Often enough weather it was our parents who forgot to teach us or ourselves that didn't get the memo on stepping into our truths and personal power that seems to trip us up. What I mean by this is that we have to look at the whole situation and determine what is a lie or a truth in our own life to decided how to handle a confused situation. The only problem is that the ego will often get in the way making the territory murky when we are trying to navigate in finding our real truths. This is often hard when you are in the middle of a blow up with someone you are in a relationship with.

So lets look at a situation that cause this kind of reaction finding the tangled end that leads to unraveling of the truth. Again it is determining what is the real truth or a lie in one's personal life. The example that I want to use is when someone offers a suggestion to help someone they care about but the other person takes it as a power play in trying to control their decisions. This creates a sense of persecution in the person trying to help and bruises the ego. Now the ego is hurt wanting to inflict a wound or bring up a wall as it responds out of pain. This only makes more chaos out of an already confused situation. Then the other person's ego gets into it and the two egos go to bat with each other.
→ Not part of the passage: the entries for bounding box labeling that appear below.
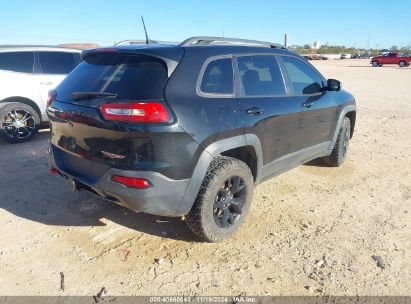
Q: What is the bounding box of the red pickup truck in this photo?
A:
[371,52,411,68]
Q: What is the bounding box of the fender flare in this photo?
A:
[174,134,262,216]
[328,105,356,150]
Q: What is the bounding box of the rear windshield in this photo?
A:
[56,53,168,104]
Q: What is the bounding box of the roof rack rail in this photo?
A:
[180,36,286,49]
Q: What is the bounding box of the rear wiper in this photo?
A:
[71,92,117,100]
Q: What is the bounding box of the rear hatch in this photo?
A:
[47,49,183,182]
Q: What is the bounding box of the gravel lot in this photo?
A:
[0,60,411,295]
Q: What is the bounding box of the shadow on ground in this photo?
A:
[0,131,198,241]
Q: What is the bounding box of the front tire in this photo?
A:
[186,157,254,243]
[0,102,41,143]
[323,117,351,167]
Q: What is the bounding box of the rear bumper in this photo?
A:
[49,145,190,216]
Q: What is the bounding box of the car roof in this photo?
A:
[101,43,300,56]
[0,45,81,53]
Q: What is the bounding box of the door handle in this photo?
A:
[245,107,264,115]
[303,101,314,108]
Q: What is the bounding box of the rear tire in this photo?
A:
[323,117,351,167]
[186,157,254,243]
[0,102,41,143]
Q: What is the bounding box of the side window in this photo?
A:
[200,58,234,94]
[238,55,286,96]
[39,52,77,75]
[282,56,323,95]
[0,52,34,73]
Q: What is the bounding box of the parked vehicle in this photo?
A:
[370,52,411,67]
[47,37,356,242]
[0,46,81,143]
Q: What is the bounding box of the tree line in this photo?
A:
[289,44,411,55]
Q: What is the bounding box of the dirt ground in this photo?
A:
[0,60,411,295]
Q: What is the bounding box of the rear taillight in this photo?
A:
[47,90,57,107]
[111,175,150,189]
[101,102,169,122]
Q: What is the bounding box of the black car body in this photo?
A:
[48,38,355,242]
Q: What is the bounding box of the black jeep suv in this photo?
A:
[47,37,356,242]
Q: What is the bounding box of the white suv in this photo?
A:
[0,46,81,142]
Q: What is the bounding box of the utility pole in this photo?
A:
[367,31,371,50]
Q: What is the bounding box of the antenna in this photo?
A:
[141,16,150,44]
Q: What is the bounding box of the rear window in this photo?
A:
[56,54,168,103]
[200,58,233,94]
[0,52,34,73]
[39,52,78,75]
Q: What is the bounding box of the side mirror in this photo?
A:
[327,79,341,91]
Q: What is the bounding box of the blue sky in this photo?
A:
[0,0,411,48]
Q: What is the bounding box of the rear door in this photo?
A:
[35,52,79,105]
[279,55,339,154]
[236,55,301,169]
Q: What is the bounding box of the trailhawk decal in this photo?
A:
[101,151,126,159]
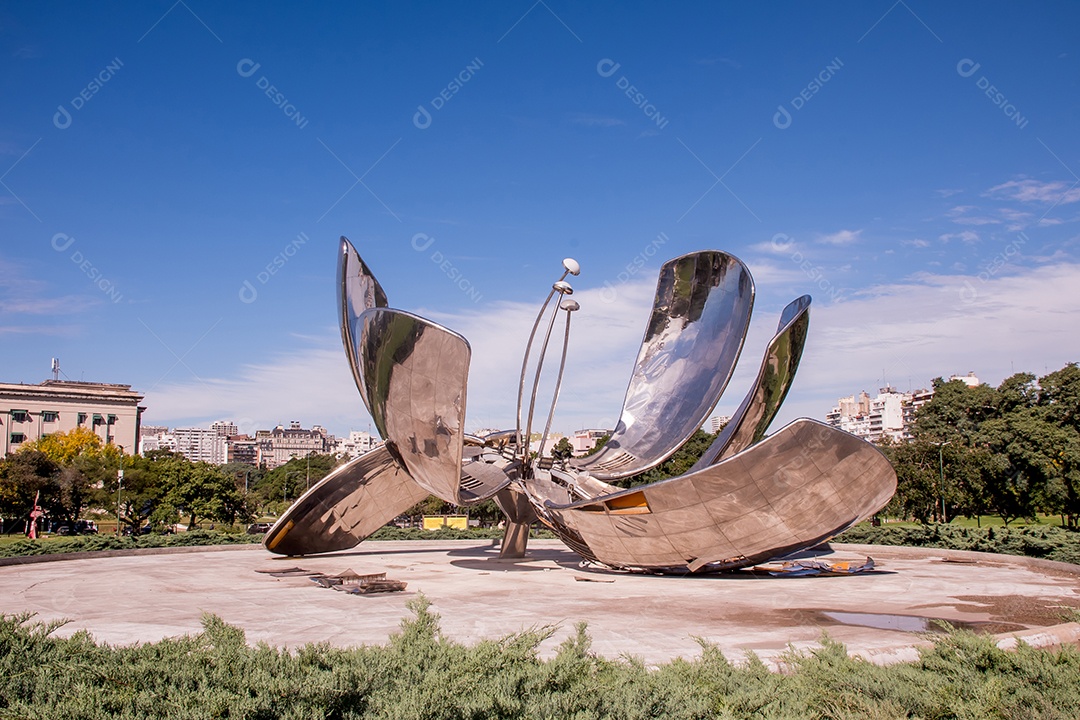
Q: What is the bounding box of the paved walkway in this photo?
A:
[0,541,1080,664]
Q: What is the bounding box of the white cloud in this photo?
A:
[570,114,626,127]
[937,230,978,243]
[984,178,1080,205]
[818,230,863,245]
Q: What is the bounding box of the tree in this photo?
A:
[613,429,716,488]
[551,437,573,460]
[150,457,251,528]
[0,449,59,531]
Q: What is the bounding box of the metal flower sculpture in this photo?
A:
[265,237,896,573]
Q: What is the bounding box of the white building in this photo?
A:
[825,385,934,443]
[138,427,176,454]
[255,422,334,470]
[0,380,146,458]
[708,415,731,435]
[173,427,229,465]
[210,420,240,437]
[570,427,611,456]
[334,430,382,458]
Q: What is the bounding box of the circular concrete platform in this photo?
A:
[0,541,1080,664]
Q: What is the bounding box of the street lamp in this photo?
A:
[934,440,951,522]
[117,445,124,538]
[282,470,303,502]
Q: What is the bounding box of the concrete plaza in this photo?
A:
[0,541,1080,664]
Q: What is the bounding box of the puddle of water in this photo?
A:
[811,610,1025,635]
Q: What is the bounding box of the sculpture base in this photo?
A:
[499,521,529,560]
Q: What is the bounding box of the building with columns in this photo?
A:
[0,380,146,458]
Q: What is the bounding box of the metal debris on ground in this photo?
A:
[755,557,874,578]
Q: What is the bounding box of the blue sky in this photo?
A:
[0,0,1080,440]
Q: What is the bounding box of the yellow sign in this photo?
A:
[423,515,469,530]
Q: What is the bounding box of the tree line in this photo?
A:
[881,363,1080,529]
[0,429,340,534]
[0,363,1080,531]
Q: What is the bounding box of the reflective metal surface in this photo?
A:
[337,235,387,412]
[265,245,896,573]
[528,418,896,572]
[262,448,429,555]
[570,250,754,479]
[354,308,471,504]
[690,295,810,473]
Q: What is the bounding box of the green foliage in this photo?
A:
[551,437,573,460]
[615,429,716,488]
[836,522,1080,565]
[0,530,262,557]
[251,454,342,504]
[882,363,1080,528]
[0,596,1080,720]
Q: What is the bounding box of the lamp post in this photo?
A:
[117,445,124,538]
[934,440,951,522]
[282,470,303,502]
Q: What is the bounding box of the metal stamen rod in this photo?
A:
[522,281,573,475]
[515,258,581,447]
[540,300,581,464]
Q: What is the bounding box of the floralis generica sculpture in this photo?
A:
[264,237,896,573]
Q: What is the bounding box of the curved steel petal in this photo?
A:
[262,448,428,555]
[570,250,754,479]
[337,235,387,413]
[690,295,810,473]
[353,308,472,504]
[531,418,896,572]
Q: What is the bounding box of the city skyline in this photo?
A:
[0,1,1080,436]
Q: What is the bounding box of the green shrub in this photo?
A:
[0,530,262,557]
[0,596,1080,720]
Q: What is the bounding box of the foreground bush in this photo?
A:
[836,524,1080,565]
[0,530,262,557]
[0,596,1080,720]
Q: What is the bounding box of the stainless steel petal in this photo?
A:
[690,295,810,473]
[570,250,754,479]
[337,235,387,412]
[262,448,429,555]
[354,308,472,504]
[537,418,896,572]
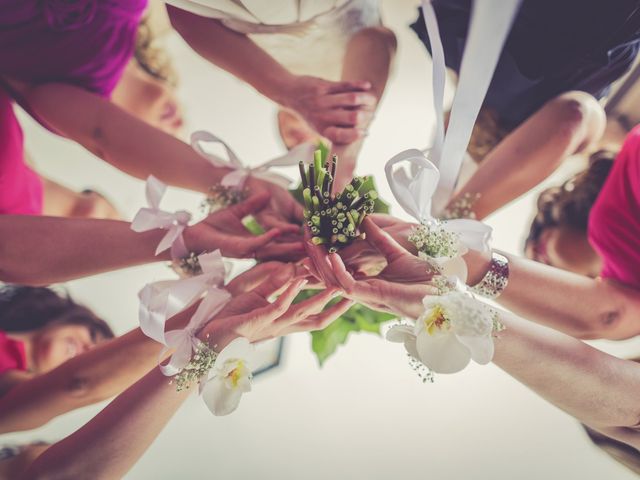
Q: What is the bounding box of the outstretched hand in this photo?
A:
[305,219,437,318]
[184,192,304,260]
[198,262,353,348]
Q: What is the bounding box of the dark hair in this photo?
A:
[0,285,114,341]
[525,150,616,248]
Okay taking a step back.  The real question for the person who offered the advice needs to find their own truth in why they offered it. Was it because they really wanted to help or that they were in fear wanting to have some control over the other person? Let's say in this case it was genuinely wanting to help the other person. This is the truth so now after looking at one's true motives the feeling of being persecuted is also genuine. The real lie is the idea of trying to control someone else and therefor is not real. That is where the power lies in finding the the real truth. This one questions allows a person to step into their own power owning up to their personal truth. Also this can swing the other way if the person wants to control the other person it allows them to recognize where they are coming from and to exam the fear.
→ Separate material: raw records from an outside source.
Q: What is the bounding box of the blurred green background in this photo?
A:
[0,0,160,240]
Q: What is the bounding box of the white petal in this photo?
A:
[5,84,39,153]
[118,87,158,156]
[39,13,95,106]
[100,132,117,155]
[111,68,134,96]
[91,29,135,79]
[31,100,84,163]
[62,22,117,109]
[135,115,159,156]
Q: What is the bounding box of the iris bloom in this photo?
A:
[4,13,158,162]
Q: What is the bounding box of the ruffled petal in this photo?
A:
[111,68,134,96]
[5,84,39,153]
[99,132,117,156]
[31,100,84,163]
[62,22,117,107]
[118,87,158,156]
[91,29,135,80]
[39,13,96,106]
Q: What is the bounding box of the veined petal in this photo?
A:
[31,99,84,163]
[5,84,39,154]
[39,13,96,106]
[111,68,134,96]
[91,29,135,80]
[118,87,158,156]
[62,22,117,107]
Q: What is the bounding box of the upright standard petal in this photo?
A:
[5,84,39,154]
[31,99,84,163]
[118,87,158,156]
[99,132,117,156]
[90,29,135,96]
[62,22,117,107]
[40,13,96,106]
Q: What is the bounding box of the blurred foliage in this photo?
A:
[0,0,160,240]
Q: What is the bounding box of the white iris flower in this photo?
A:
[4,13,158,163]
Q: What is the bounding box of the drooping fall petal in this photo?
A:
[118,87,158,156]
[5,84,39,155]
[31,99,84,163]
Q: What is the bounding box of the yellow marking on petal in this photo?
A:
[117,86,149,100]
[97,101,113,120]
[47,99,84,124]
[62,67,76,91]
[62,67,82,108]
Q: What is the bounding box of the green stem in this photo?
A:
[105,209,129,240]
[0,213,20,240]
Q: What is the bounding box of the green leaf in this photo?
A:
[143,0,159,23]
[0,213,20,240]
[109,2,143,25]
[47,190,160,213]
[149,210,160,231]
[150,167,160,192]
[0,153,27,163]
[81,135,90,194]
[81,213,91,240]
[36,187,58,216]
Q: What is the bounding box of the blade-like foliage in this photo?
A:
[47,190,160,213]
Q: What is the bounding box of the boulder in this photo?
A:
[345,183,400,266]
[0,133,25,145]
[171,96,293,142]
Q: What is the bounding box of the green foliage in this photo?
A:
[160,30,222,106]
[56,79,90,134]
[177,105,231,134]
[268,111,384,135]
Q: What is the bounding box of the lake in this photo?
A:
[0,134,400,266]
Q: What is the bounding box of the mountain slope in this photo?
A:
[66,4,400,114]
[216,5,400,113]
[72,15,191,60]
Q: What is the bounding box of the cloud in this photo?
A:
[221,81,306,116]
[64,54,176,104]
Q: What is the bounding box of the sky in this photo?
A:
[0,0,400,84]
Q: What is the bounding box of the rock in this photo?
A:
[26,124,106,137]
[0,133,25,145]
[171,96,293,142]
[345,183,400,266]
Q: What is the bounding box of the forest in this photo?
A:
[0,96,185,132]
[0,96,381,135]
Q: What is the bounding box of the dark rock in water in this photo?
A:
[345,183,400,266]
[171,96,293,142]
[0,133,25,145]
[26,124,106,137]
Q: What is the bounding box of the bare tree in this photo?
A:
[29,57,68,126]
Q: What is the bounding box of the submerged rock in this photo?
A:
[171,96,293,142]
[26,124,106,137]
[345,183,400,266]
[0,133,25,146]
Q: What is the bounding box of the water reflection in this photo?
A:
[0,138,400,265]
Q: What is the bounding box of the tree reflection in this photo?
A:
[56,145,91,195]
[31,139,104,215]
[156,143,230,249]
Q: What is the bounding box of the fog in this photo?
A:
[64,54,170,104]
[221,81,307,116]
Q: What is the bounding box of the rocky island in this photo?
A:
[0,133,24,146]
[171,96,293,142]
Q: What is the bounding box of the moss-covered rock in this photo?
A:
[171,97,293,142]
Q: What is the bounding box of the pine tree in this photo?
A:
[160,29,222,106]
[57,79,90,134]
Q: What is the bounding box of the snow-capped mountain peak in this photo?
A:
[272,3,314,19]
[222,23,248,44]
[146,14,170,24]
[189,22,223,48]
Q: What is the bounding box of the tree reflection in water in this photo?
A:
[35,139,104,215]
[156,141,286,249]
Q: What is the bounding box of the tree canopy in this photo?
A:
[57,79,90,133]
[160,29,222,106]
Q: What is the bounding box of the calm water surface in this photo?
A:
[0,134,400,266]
Back to the person with the higher intentions. Once they own their own truth and step into their power they can then afford to give the other person grace as they can see if the other person is speaking out of old wounds or out of fear. The ego can now be released as compassion for the other person steps in. This is a huge game changer lessening the tension and creating a healing space for the other person to feel safe.  Through the changes in the thinking and reasoning it changes the energy of the relationship and things begin to shift in a more positive way of communicating.

Just something else to think about... Sometimes we send mixed signals. What I mean is that we may have been raised in a household that has conflicting energy in making decisions. A good example of this is someone who tells you they don't like hamburgers and would never eat one on any occasion only to ask for one later saying that it is their favorite food. This is confusing and highly dysfunctional and if someone is raised in that kind of environment they will not have the right tools to find their own truth. Also this creates doubt and mistrust within someone with this background making it hard to even trust themselves. In this case it is important to identify to learn how to find the true motives of looking at things in deciding what is real or is a lie.  This is basics in trusting in oneself and in others. It is also very important to learn so that one can step into one's personal power.